As I wanted to cross off one Oceanian nation within the first five, I thought I would go for one of the larger nations – which is how I ended up opting for New Zealand. It’s interesting to see how a nation’s menu changes over the centuries. I mean, for New Zealand they have got a traditional Polynesian cuisine that has been fused and/or usurped with the food brought by Europeans. In the years since it has come difficult to differentiate what makes for New Zealand or Australian cuisine, which is a long way of saying that I hedged my bets this week and made three things.
Ah yes the Kiwiburger. When I first came across one of these it was as a menu item in Gourmet Burger Kitchen where some of the profits of selling the burger went towards kiwi bird conservation efforts. Little did I know that this was the invention of a McDonalds franchise owner from who wanted to create a proper New Zealand burger that would both sell and be representative of what was being eaten before fast food chains really took hold.
Since then this burger, topped with beetroot and a fried egg, seems to have been properly embraced with many different recipes and variations now being available online. Of all the versions out there, I went for Chelsea Winter’s Ultimate Kiwiburger as the one I chose to make.
As you can see from the picture, this kiwiburger is absolutely massive. The patty itself was a delicious mix of flavours and was one of the moistest burgers I have ever made. I wasn’t a big fan of having beetroot on the burger (since I don’t particularly like pickled beetroot), but it was worth using it for the sake of accuracy. Eating this burger filled me to the point that I had to defer dessert until the next meal, which is a pity as this is the best dessert so far.
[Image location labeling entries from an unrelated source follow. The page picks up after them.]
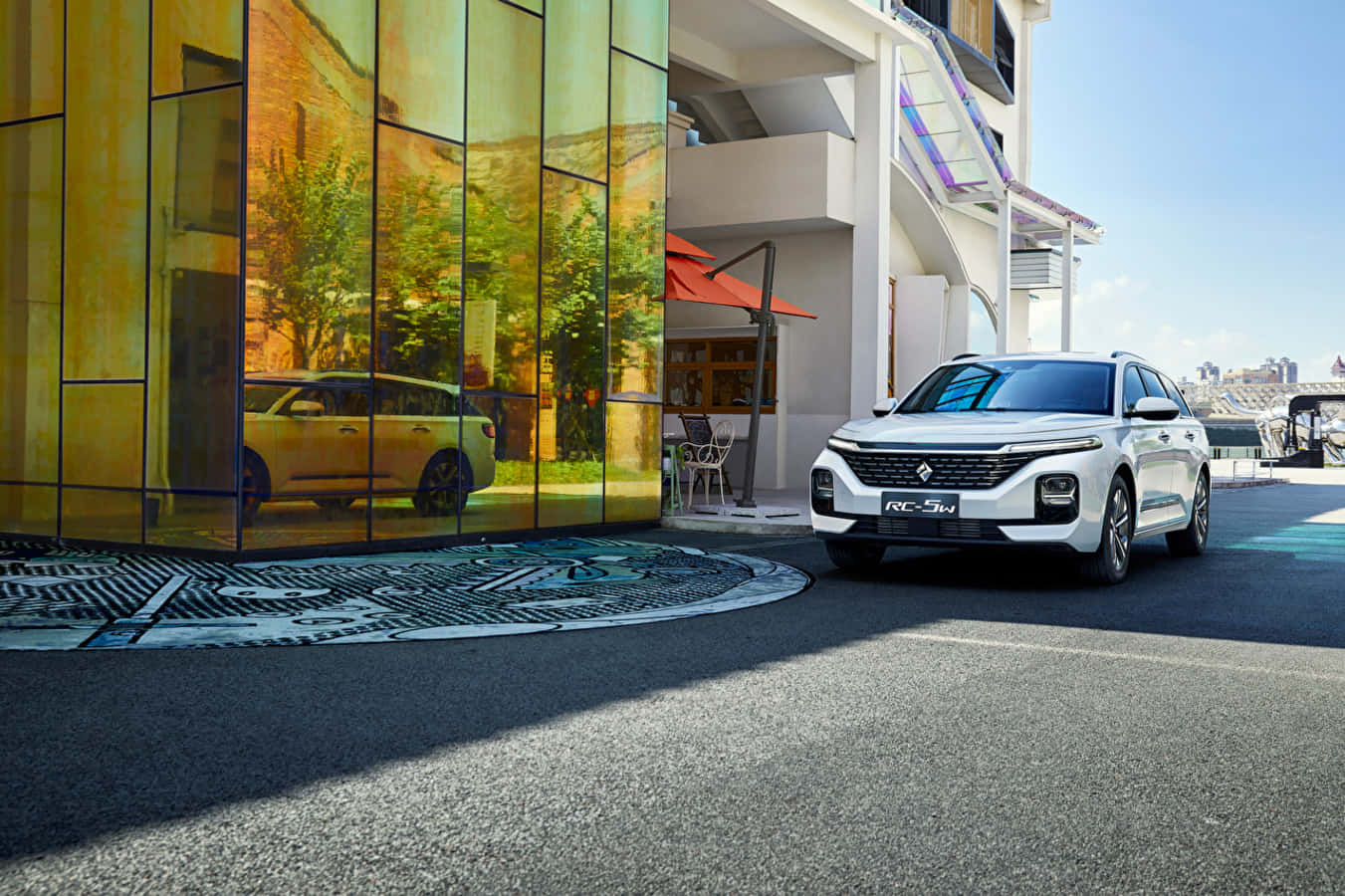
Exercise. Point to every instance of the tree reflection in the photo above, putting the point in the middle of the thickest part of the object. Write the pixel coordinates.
(313, 253)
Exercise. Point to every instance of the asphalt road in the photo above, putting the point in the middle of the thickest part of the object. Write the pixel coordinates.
(951, 723)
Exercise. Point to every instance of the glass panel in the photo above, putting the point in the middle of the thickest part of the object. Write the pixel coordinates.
(198, 43)
(733, 387)
(310, 222)
(503, 160)
(30, 510)
(99, 514)
(420, 245)
(194, 301)
(31, 58)
(642, 27)
(501, 483)
(190, 521)
(633, 445)
(575, 87)
(107, 165)
(573, 292)
(422, 450)
(685, 389)
(30, 301)
(421, 57)
(314, 440)
(103, 435)
(299, 521)
(638, 155)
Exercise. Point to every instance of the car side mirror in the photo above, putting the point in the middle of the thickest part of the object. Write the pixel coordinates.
(1154, 408)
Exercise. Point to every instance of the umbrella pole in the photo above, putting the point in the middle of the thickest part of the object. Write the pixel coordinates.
(763, 321)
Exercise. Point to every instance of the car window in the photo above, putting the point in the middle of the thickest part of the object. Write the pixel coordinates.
(1152, 385)
(1175, 393)
(1134, 389)
(1068, 386)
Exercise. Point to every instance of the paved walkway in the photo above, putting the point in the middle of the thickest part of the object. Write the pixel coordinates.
(62, 599)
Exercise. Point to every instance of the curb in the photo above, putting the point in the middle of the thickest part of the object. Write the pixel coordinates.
(742, 528)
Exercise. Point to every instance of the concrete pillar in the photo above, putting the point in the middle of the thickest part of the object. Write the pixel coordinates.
(1004, 244)
(1067, 288)
(1019, 321)
(873, 124)
(920, 328)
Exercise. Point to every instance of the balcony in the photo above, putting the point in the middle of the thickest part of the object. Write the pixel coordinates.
(981, 39)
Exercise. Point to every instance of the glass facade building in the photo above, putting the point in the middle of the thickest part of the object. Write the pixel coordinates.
(314, 272)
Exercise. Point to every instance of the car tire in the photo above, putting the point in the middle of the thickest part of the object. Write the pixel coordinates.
(256, 486)
(1191, 541)
(855, 555)
(444, 483)
(1110, 563)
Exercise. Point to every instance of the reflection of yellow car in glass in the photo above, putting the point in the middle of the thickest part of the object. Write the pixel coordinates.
(311, 436)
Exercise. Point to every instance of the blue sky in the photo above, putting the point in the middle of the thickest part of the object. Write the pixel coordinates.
(1206, 137)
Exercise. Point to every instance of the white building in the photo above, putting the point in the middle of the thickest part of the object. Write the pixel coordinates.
(866, 142)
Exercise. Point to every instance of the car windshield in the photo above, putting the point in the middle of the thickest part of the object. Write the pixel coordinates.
(260, 398)
(1065, 386)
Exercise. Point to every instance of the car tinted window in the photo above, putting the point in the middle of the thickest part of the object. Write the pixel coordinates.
(1069, 386)
(1134, 389)
(1175, 393)
(1152, 385)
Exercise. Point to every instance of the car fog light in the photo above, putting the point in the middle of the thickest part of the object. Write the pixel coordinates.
(1057, 498)
(823, 491)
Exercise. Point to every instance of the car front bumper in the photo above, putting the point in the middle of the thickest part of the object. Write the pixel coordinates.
(1001, 517)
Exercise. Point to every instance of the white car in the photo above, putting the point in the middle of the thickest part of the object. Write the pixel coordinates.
(1067, 451)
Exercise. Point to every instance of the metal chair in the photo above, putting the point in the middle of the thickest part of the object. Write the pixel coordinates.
(708, 459)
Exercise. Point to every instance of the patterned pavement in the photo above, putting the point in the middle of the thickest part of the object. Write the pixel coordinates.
(62, 599)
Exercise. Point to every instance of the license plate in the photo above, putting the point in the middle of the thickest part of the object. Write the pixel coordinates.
(920, 504)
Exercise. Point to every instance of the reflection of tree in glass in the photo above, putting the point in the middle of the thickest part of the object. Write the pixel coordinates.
(573, 283)
(313, 245)
(418, 287)
(636, 280)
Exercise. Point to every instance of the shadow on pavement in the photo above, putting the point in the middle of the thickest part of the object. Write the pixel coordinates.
(99, 743)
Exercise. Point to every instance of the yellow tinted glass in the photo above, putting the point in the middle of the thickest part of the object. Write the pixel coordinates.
(570, 428)
(102, 443)
(198, 43)
(192, 379)
(31, 58)
(503, 161)
(633, 444)
(575, 87)
(639, 151)
(107, 165)
(422, 62)
(310, 190)
(30, 301)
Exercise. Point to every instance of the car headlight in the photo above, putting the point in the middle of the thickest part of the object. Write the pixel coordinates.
(1053, 447)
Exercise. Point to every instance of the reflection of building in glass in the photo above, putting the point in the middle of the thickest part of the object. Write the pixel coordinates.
(426, 313)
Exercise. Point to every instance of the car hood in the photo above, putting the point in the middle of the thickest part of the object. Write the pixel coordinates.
(972, 427)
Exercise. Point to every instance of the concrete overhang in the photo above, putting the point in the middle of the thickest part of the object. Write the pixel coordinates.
(769, 186)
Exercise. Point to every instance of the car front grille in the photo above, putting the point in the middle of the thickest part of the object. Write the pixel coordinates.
(916, 528)
(893, 470)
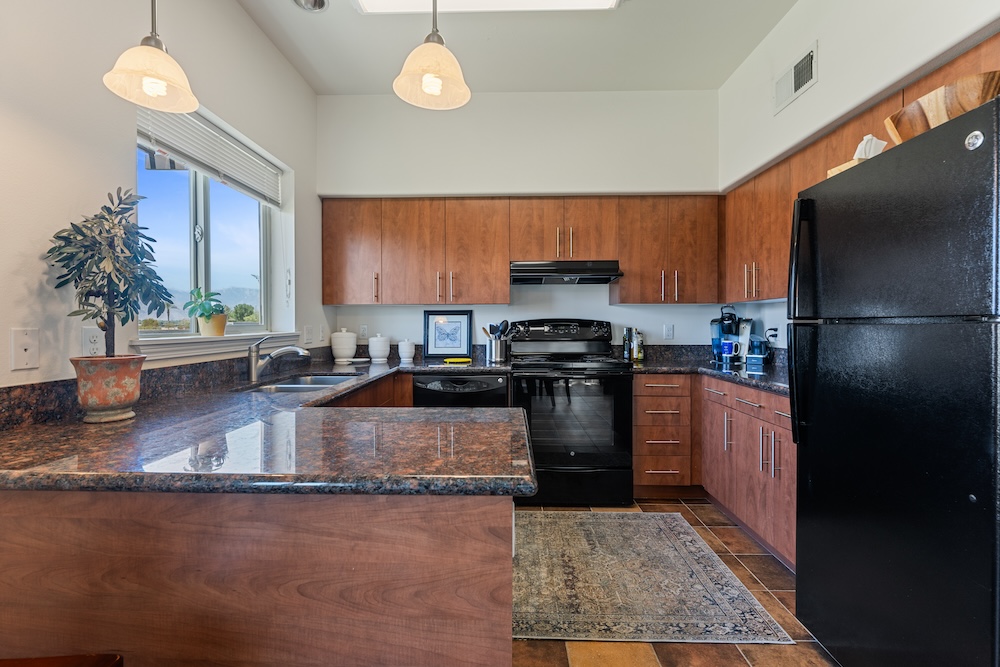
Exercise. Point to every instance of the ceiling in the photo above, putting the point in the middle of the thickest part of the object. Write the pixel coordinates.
(644, 45)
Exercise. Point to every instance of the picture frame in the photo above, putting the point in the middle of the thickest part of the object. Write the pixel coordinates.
(447, 333)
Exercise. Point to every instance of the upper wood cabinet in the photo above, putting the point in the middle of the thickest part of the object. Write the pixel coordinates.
(477, 233)
(757, 235)
(668, 249)
(352, 251)
(413, 251)
(556, 228)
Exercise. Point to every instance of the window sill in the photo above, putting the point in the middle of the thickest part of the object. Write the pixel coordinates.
(201, 346)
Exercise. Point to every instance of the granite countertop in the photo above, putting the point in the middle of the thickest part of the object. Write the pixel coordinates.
(255, 442)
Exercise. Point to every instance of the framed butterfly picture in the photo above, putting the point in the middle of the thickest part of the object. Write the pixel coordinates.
(447, 333)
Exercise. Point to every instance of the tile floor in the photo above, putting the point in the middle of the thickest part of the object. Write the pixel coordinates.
(764, 575)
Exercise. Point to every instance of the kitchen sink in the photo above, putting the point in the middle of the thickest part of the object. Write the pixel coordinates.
(305, 383)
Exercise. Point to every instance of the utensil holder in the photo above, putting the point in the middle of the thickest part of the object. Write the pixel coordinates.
(496, 351)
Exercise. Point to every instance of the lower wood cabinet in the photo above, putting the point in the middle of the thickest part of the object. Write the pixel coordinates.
(661, 432)
(749, 460)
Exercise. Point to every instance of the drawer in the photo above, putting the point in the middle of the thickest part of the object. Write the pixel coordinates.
(716, 390)
(661, 470)
(779, 410)
(750, 401)
(661, 440)
(661, 385)
(666, 411)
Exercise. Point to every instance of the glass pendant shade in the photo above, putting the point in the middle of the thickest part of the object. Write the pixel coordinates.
(431, 78)
(149, 77)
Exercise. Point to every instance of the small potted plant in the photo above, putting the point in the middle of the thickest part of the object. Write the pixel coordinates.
(209, 310)
(109, 262)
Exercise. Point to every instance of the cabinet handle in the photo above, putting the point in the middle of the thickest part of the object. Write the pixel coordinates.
(774, 461)
(725, 431)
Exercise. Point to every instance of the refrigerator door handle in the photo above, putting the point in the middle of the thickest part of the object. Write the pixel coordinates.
(802, 212)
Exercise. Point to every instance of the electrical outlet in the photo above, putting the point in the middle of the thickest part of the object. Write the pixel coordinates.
(92, 339)
(23, 349)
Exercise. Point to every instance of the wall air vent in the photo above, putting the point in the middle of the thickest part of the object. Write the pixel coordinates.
(796, 79)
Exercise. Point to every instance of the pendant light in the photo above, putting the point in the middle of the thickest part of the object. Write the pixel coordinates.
(147, 76)
(431, 77)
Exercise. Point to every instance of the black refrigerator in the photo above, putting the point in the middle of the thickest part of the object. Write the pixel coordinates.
(893, 374)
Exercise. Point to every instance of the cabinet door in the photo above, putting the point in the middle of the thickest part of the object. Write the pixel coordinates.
(352, 250)
(738, 243)
(478, 255)
(692, 267)
(535, 228)
(773, 220)
(781, 490)
(716, 451)
(413, 247)
(590, 228)
(643, 240)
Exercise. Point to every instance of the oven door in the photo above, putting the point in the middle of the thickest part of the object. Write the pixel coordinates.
(580, 424)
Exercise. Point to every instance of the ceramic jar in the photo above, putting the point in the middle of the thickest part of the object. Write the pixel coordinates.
(344, 344)
(378, 349)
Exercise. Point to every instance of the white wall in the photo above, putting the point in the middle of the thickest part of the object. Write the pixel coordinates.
(866, 49)
(537, 143)
(67, 140)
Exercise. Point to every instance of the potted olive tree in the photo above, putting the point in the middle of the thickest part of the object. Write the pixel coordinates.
(109, 262)
(209, 310)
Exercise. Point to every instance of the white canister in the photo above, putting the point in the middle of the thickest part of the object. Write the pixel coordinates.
(344, 344)
(378, 349)
(407, 348)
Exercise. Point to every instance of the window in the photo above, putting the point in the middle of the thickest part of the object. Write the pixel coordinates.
(211, 228)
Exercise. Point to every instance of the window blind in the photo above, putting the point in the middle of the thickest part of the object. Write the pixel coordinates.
(197, 141)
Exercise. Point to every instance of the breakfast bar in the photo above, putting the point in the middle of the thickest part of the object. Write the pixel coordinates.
(255, 529)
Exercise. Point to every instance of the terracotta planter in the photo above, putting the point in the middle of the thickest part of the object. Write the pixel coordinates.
(213, 327)
(108, 387)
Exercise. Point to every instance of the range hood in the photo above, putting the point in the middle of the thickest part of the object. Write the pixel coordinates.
(569, 272)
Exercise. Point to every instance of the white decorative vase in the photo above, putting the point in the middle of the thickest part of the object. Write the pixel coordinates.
(344, 344)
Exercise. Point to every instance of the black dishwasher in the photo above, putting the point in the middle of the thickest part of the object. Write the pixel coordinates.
(460, 391)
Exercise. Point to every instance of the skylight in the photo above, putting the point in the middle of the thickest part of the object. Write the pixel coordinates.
(456, 6)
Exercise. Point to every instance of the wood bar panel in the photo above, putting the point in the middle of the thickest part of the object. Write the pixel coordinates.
(257, 579)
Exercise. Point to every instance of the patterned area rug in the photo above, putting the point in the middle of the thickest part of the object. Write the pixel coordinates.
(628, 576)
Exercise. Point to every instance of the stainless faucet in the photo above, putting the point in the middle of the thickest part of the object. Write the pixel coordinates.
(256, 364)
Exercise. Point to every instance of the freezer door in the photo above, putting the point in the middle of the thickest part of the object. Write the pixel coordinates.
(897, 520)
(911, 232)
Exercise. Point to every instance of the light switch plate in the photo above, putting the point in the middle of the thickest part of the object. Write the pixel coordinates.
(23, 349)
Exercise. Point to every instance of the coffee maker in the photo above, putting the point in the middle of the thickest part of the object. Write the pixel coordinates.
(730, 337)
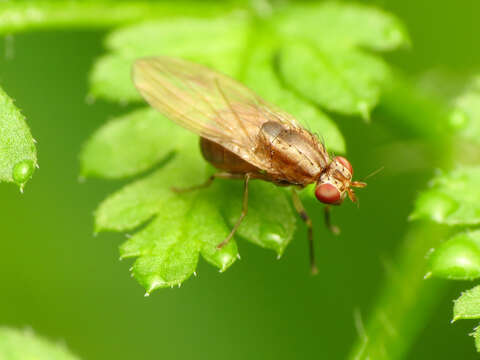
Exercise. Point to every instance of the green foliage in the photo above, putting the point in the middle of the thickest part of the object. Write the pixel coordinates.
(467, 306)
(343, 81)
(18, 156)
(453, 198)
(179, 227)
(322, 59)
(458, 258)
(23, 345)
(16, 16)
(465, 117)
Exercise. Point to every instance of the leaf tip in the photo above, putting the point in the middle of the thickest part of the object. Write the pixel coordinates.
(22, 172)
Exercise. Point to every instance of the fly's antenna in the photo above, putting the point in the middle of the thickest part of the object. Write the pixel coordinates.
(373, 173)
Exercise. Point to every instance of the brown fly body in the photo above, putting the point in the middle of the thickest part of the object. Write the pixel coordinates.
(243, 136)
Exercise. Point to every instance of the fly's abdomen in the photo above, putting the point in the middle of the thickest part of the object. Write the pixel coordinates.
(224, 159)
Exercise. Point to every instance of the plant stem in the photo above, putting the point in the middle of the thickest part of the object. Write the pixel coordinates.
(34, 15)
(406, 300)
Anzac biscuits are, rightfully, claimed by both Australia and New Zealand as they are mainly associated with the Australian and New Zealand Army Corps during World War One. The biscuit, whose recipe contains minimal perishable items, are mainly flavoured by oats, coconut and golden syrup. It’s a particularly dry mix (which always catches me out) but these are one of those biscuits that have always come out well for me. I really could not resist the urge to revisit this recipe, especially as (when I get around to Australia) I am thinking of making something similarly shared between the two countries.
For the second dessert I made something that appears to be quintessentially New Zealand: hokey pokey ice cream. As a concept this is very simple, a vanilla ice cream that contains folded in pieces of honeycomb. However, I am not one to do things by half… also I am not entirely sure where I would be able to buy a slab of honeycomb,
No. In making hokey pokey ice cream I actually learned how to make my own honeycomb – which was so quick and easy that it honestly felt like I was doing a magic trick in the kitchen. For the vanilla ice cream I got out my ice cream machine (which I hadn’t used for well over a year and so had forgotten about the need to freeze the bowl in advance) and followed this recipe from The Kiwi Cook.
Honestly, this tasted better than a lot of ice creams I have bought from the supermarket – and it was really fun to make to (and cheaper!). It’s a shame that for my next country, which is going to be either The Gambia or São Tomé and Príncipe, there will just be a main. Still, it is high time that I did an African country and I look forward to seeing which of these ends up being crossed off first.